Sales of natural flavours in Western Europe are predicted to be overtaken by sales in the Asia-Pacific market within the next three years.
According to a report by market research firm RTS, the global market in natural flavours is increasing at a rate of 9.1% and was worth $3.3bn in 2010.
Asia-Pacific to surpass Western Europe in sales of natural flavours
The report also talked of yoghurt and confectionary categories are clocking up the fastest growth in natural flavours globally.
Soft drinks and ice cream are the largest categories for natural flavour use.
Jamie Rice, the research and marketing director for RTS, said: “In terms of the markets offering most opportunity for natural, North America will be biggest in value and volume, but Asia-Pacific is going to overtake Western Europe in terms of natural flavours”.
He also said that China was a big market with even a small shift towards natural flavours making a big difference.
The market shift indicates how swiftly the region is adapting to Western trends.
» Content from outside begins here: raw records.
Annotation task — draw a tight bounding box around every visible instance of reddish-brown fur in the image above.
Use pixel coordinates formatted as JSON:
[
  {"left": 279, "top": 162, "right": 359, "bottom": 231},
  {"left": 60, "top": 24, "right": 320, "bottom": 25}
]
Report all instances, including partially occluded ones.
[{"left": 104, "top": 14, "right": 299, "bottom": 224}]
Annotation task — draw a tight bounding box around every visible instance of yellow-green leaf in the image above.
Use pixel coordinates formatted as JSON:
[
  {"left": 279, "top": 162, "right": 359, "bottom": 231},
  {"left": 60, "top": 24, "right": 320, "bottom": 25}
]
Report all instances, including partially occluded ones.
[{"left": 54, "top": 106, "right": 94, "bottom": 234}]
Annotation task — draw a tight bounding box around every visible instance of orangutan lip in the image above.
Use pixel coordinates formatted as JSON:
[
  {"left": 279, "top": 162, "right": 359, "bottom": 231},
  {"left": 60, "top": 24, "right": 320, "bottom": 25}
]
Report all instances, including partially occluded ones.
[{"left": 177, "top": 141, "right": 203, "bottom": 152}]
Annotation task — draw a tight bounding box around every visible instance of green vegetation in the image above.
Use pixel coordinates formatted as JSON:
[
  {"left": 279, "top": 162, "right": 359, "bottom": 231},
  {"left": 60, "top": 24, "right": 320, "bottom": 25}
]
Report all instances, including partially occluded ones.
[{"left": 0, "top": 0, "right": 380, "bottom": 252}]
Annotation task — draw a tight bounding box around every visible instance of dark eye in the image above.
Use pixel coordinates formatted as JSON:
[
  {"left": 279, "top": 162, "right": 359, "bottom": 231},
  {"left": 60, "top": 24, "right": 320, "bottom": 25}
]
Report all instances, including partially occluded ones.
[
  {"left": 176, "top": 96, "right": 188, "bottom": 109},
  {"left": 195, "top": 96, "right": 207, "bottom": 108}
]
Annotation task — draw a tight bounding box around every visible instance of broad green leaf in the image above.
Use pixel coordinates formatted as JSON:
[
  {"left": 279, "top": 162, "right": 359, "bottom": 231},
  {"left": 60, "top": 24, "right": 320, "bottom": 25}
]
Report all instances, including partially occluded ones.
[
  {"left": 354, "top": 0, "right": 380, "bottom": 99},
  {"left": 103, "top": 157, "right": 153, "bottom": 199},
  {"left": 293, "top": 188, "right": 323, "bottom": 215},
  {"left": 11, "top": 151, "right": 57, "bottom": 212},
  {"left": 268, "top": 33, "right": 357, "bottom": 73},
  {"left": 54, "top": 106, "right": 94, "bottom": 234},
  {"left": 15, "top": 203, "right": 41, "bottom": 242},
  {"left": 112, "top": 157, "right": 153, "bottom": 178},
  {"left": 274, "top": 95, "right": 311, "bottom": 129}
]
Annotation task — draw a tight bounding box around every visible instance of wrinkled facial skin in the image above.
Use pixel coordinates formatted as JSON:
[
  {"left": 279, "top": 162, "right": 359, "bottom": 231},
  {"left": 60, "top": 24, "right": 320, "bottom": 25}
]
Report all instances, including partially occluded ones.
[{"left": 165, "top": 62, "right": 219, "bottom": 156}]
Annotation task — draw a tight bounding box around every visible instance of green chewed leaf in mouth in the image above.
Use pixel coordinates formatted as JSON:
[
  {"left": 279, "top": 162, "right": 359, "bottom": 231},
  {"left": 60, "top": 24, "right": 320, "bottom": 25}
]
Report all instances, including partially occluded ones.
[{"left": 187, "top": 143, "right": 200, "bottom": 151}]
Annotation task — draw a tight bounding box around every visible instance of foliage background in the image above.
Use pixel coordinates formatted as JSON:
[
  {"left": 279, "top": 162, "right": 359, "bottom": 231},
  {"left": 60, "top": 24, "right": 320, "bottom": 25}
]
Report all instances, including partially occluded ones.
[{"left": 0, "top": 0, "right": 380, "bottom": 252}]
Mexico was also “one to watch”, said Rice, with value growth of 9.3% predicted in natural flavours in the next forthcoming three years.
Even though there was some rapid growth in some regions, RTS said this was set to slow not just in Europe and North America but in the emerging markets of China, India, Mexico and Turkey.
For instance, China, which enjoyed 15% year-on-year growth in the past five years, will see this slow to 7.5% year-on-year over the next three years.
He said that “things are going to get tougher as competition increases”.
There are some major issues such as sustainability of supply and stability under different processing conditions are preventing natural flavours from overtaking their synthetic counterparts.
He added: “The sustainability time bomb is going to come soon. We can’t grow all the natural ingredients to meet demand. One or two companies are even investing in synthetic flavours because of price and consistency of supply”.
The market for synthetic food and drink flavours still remains larger than natural variants, at 184,236 tonnes.
Rice said: “I don’t think natural [flavours] will achieve parity with synthetics for another 10 years”.
Rice also added that in the past five years there had been value growth of 14.3% in confectionary and 7.9% for yoghurts and desserts and people that buy in those categories seem to have a high awareness of what they are eating.
The global natural flavours market was worth roughly about $200m in confectionary, against $900m for soft drinks, the biggest single market.